Traditional Psychotherapy
The clinical foundation of the practice is integrative psychotherapy.
Rather than working within one fixed modality, therapy draws from established psychotherapeutic traditions — including psychodynamic, relational, cognitive, emotion-focused, somatic, and systems-informed approaches — selected deliberately and applied with clinical judgment.
No single framework is treated as universal.
Interventions are chosen in response to the client’s psychological structure, developmental history, and current capacity.
The emphasis remains on:
• depth and coherence of formulation
• responsiveness to the therapeutic process
• precision rather than protocol
• and meaningful, sustainable change
Psychosomatics
Many physical symptoms are closely connected to the way the nervous system responds to stress and emotional experience. Headaches, digestive concerns, heart issues, sleep disruption, fatigue, muscle tension, and chronic stress responses often intensify during periods of psychological strain.

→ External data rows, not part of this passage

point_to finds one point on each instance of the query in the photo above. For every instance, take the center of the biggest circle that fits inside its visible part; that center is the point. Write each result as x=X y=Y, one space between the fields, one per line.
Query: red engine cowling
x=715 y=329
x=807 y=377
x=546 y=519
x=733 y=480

This approach explores how the body moves through cycles of activation and recovery, and how emotional experiences are expressed physically. Work in this area may incorporate principles from positive psychology, German New Medicine (founder Dr. Ryke Geerd Hamer) and Ericksonian (indirect) hypnosis to support stress regulation, resilience, and mind–body awareness.
Statistical Psychoanalysis
The practice incorporates statistical psychoanalysis as an additional analytic lens for understanding personality structure and psychological tendencies.
This approach involves the interpretation of statistically derived psychological profiles, based on numerical data rather than intuition, symbolism, or belief systems.
Statistical psychoanalysis is used to:
• identify recurring psychological patterns
• clarify core motivational structures
• highlight strengths, vulnerabilities, and internal dynamics
• support self-understanding and therapeutic direction
It is not used deterministically, nor as a diagnostic tool, but as a complementary framework that enriches clinical insight and supports individualized therapeutic work.
Wellness Focus
Psychological health does not exist independently of physical and environmental conditions.
Within appropriate professional boundaries, psychotherapy at The Colangelo Practice is informed by a wellness-oriented clinical perspective, recognizing the influence of:
• nutrition and metabolic health
• movement and physical activity
• sleep, routine, and lifestyle patterns
These factors are not treated as prescriptions or substitutes for psychotherapy, but as contextual elements that meaningfully affect emotional regulation, resilience, and psychological capacity.